The North "will consider soon a step to restore the nuclear facilities in (Yongbyon) to their original state," the North Korean Foreign Ministry said in a statement that KCNA carried.

North Korea agreed to a complete dismantling of its Yongbyon nuclear complex by October. In return, U.S. President George W. Bush said he would lift some U.S. sanctions against North Korea and remove it from a State Department list of state sponsors of terrorism.

The sticking point between the two countries involves verification.

Washington said last week it will not remove North Korea from the terrorism list until Pyongyang agrees to set up an internationally recognizable mechanism to verify its declaration.

The U.S. has demanded that inspectors be given the right to visit all suspected nuclear facilities without notice, the South Korean news agency, Yonhap, said.

North Korea rejects that provision.

"The U.S. is gravely mistaken if it thinks it can make a house search in (North Korea) as it pleases just as it did in Iraq," the Foreign Ministry statement said.

In June, North Korean officials turned over to China a 60-page declaration, written in English, that details several rounds of plutonium production at the Yongbyon plant, dating to 1986.

In it, North Korea acknowledges producing roughly 40 kilograms of enriched plutonium -- enough for about seven nuclear bombs, according to the U.S. State Department.

Soon after, North Korea publicly destroyed a water cooling tower at the Yongbyon facility.

North Korea agreed to abandon its atomic weapons program on a promise that it would receive energy aid equivalent to one million tons of heavy fuel oil from the five nations involved in the disarmament talks: the United States, South Korea, China, Japan and Russia.

The parties to the talks also agreed on a system for verifying North Korea's compliance, including "visits to facilities, review of documents, interviews with technical personnel and other measures unanimously agreed upon among the six parties," according to a joint statement they released.

The North Korean Foreign Ministry said Tuesday that the United States was in "outright violation" of the agreement.

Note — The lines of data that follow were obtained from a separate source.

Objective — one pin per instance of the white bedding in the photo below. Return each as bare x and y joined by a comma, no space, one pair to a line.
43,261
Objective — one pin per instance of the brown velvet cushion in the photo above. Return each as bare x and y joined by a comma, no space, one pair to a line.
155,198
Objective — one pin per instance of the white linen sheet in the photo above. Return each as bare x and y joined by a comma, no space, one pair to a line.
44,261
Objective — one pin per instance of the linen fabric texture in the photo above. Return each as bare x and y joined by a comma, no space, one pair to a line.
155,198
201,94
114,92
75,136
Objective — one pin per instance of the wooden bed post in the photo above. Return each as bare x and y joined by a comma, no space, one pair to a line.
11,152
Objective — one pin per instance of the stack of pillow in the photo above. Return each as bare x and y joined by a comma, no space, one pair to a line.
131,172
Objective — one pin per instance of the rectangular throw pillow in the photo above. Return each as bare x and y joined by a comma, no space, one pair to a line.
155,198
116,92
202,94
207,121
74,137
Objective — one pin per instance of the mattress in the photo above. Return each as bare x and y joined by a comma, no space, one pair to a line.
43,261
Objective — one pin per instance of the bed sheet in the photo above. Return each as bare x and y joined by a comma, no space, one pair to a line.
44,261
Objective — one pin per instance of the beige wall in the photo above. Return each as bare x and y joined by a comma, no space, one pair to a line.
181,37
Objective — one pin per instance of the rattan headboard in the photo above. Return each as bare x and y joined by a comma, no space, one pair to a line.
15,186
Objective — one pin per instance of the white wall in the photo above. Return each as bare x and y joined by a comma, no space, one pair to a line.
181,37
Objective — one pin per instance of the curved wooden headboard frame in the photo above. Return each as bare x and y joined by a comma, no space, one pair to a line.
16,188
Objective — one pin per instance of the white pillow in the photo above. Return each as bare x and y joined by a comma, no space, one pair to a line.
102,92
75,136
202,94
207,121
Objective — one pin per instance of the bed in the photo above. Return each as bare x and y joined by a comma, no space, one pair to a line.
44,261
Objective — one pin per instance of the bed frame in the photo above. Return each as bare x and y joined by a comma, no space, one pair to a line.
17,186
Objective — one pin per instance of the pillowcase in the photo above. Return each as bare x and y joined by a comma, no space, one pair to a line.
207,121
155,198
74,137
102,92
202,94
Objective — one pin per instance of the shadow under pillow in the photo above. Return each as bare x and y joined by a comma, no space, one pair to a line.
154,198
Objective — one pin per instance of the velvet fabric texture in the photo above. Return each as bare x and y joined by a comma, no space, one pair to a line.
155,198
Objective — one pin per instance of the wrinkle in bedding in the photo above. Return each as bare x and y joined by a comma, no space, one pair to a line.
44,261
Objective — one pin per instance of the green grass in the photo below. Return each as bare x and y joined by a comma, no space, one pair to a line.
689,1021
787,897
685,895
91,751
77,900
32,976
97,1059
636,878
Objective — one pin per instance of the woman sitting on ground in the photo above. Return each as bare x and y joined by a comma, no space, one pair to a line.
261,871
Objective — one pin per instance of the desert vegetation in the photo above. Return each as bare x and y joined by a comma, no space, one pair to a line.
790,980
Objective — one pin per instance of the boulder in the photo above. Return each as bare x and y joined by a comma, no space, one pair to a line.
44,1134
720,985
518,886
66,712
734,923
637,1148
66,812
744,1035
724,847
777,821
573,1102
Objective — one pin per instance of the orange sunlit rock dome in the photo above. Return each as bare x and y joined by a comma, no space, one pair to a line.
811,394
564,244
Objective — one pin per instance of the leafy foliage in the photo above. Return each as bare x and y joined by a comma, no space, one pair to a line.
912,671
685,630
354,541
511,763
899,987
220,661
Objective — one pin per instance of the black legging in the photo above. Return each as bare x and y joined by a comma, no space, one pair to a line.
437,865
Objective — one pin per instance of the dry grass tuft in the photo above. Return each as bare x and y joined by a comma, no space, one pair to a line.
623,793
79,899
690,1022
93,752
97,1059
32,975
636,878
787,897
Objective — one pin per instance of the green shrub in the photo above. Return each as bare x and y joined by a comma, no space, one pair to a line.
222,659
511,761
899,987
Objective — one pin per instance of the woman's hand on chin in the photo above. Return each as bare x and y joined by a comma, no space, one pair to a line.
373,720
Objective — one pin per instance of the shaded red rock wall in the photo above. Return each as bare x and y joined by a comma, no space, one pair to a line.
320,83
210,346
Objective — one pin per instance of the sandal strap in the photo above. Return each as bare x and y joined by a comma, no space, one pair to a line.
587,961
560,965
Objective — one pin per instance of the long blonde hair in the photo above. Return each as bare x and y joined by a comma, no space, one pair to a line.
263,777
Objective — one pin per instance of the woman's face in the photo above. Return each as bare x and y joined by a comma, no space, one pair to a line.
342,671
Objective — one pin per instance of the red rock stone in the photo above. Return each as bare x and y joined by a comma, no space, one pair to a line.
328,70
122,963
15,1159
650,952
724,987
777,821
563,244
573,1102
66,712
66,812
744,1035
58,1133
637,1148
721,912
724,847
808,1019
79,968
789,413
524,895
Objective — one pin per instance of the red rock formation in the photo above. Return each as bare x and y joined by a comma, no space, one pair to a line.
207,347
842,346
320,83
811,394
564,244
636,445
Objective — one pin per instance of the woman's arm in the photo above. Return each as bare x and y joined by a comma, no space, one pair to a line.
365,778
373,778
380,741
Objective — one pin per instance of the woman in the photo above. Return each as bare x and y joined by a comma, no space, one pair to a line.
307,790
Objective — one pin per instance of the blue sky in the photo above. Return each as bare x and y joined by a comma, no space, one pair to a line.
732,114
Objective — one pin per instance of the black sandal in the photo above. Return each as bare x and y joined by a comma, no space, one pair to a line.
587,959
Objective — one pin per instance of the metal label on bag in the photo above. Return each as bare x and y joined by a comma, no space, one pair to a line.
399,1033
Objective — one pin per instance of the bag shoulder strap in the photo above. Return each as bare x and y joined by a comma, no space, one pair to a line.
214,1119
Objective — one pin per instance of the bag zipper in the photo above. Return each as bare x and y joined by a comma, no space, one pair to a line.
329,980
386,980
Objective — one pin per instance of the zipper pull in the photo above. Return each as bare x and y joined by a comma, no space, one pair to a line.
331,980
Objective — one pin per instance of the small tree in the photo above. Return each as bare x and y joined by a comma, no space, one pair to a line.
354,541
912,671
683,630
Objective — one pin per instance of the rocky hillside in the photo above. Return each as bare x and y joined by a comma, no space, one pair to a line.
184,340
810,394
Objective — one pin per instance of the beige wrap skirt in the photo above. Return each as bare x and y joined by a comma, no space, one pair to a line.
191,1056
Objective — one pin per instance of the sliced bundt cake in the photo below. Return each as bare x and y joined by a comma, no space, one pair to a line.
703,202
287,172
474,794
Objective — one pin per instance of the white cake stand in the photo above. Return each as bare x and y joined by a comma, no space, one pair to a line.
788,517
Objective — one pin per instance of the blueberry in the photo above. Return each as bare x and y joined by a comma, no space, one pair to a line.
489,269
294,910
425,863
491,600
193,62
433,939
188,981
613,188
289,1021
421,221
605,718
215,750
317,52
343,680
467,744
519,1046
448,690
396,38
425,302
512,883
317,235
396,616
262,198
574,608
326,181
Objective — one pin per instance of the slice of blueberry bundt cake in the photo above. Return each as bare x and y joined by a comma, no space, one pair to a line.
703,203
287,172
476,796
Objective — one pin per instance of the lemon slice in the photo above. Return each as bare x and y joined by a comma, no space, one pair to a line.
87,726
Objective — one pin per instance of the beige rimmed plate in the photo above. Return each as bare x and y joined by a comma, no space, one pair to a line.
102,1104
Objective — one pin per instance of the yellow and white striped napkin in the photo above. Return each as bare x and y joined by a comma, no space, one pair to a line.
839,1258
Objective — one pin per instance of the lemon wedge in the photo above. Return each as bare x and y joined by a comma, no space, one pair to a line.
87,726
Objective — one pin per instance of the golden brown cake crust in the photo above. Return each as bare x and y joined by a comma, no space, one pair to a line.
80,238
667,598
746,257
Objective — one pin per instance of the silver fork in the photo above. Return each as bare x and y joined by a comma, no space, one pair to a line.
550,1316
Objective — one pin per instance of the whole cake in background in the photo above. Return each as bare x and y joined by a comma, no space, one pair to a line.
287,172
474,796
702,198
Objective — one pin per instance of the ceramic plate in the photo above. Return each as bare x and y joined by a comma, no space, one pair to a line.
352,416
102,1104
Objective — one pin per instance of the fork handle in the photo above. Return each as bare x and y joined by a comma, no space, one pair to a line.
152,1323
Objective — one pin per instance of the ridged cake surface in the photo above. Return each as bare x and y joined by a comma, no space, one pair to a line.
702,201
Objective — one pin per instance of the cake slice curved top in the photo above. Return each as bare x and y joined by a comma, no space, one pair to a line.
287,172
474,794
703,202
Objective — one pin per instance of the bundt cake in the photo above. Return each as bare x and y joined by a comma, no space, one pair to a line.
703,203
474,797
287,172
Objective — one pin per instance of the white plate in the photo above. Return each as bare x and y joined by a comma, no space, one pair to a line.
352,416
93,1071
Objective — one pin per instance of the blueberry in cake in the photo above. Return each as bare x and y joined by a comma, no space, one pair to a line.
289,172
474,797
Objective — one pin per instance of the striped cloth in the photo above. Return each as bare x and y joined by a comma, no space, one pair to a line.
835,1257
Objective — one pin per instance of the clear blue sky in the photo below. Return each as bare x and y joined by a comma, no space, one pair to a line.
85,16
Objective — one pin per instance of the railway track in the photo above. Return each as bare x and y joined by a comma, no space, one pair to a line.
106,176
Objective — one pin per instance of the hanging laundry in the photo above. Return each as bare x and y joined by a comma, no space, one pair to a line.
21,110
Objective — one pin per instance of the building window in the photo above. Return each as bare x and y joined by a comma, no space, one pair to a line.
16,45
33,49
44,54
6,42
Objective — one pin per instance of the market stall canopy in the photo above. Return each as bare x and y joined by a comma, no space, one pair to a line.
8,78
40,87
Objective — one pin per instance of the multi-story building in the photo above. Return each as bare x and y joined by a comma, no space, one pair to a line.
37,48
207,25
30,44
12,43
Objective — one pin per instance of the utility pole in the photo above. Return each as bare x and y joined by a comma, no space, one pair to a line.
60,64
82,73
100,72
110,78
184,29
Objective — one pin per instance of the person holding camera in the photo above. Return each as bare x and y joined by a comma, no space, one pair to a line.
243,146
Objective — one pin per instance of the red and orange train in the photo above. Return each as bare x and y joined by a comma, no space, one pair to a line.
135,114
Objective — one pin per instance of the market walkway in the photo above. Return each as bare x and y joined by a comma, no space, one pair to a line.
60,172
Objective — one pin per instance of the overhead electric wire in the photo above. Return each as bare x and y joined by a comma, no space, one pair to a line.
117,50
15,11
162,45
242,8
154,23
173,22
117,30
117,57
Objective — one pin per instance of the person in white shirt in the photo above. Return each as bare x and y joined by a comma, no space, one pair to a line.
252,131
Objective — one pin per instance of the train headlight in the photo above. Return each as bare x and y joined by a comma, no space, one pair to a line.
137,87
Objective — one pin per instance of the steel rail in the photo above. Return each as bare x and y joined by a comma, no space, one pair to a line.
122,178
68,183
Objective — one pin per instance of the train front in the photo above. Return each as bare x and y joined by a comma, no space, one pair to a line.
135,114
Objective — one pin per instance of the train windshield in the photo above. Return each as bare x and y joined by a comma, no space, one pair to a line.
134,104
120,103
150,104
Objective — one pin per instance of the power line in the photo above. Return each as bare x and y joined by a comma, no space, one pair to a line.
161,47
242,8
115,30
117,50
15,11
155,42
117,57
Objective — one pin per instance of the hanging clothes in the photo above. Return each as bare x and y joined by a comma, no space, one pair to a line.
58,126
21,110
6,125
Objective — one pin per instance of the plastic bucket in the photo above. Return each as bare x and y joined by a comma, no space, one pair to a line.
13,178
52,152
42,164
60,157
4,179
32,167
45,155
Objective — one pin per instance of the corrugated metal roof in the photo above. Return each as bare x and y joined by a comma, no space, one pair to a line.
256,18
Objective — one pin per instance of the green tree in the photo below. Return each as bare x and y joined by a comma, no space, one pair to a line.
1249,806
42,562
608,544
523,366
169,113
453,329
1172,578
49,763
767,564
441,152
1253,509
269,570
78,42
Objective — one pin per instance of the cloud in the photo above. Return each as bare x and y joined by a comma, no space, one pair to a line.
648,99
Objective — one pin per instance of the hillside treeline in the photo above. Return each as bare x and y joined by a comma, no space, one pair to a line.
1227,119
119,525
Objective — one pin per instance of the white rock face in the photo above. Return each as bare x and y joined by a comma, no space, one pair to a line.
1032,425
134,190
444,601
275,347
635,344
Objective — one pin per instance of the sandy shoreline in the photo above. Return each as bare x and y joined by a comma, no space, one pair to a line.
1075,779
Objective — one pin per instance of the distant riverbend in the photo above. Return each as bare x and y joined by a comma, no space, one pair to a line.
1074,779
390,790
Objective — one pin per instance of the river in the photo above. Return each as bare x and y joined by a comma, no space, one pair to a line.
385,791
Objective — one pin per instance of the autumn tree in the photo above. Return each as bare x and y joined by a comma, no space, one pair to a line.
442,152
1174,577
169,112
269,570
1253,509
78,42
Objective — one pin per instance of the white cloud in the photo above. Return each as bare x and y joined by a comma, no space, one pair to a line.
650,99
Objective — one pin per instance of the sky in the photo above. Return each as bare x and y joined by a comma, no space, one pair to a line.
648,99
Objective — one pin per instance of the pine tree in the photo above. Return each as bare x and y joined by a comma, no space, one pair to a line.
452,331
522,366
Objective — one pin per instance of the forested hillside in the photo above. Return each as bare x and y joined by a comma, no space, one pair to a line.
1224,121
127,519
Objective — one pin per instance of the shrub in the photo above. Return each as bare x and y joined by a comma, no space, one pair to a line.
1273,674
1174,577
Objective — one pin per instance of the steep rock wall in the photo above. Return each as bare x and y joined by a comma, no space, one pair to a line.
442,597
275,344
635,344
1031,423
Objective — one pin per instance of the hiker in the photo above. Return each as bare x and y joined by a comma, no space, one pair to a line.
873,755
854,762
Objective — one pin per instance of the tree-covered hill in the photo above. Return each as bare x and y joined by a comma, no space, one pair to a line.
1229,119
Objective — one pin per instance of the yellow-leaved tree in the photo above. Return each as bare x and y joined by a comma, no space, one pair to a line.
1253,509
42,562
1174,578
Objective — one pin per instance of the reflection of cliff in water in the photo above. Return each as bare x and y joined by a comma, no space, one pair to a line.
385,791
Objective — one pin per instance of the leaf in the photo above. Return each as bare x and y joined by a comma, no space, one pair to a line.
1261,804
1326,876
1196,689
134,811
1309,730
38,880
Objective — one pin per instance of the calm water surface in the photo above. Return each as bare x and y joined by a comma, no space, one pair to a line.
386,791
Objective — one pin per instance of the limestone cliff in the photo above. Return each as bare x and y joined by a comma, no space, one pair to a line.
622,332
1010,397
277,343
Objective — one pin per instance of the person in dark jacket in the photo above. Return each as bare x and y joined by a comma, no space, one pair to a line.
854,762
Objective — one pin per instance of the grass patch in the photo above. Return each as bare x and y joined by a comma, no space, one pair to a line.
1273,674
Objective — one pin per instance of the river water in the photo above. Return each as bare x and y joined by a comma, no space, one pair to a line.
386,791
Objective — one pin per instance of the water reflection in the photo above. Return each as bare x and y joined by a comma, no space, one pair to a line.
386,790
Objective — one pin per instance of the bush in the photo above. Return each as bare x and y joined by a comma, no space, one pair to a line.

"The U.S., however, raised all of a sudden an issue of applying an 'international standard' to the verification of the nuclear declaration, abusing this agreed point," the statement said. "It (pressured North Korea) to accept such inspection as scouring any place ... as it pleases to collect samples and measure them."

South Korea's Foreign Ministry said it was disappointed by its neighbor's decision.

"The measure is regrettable as it came at a time when the six parties have to make concerted efforts to complete phase two of the denuclearization process," the ministry's spokesman Moon Tae-young told reporters.

He said Seoul "will work closely with relevant countries to have North Korea resume the disablement work as early as possible."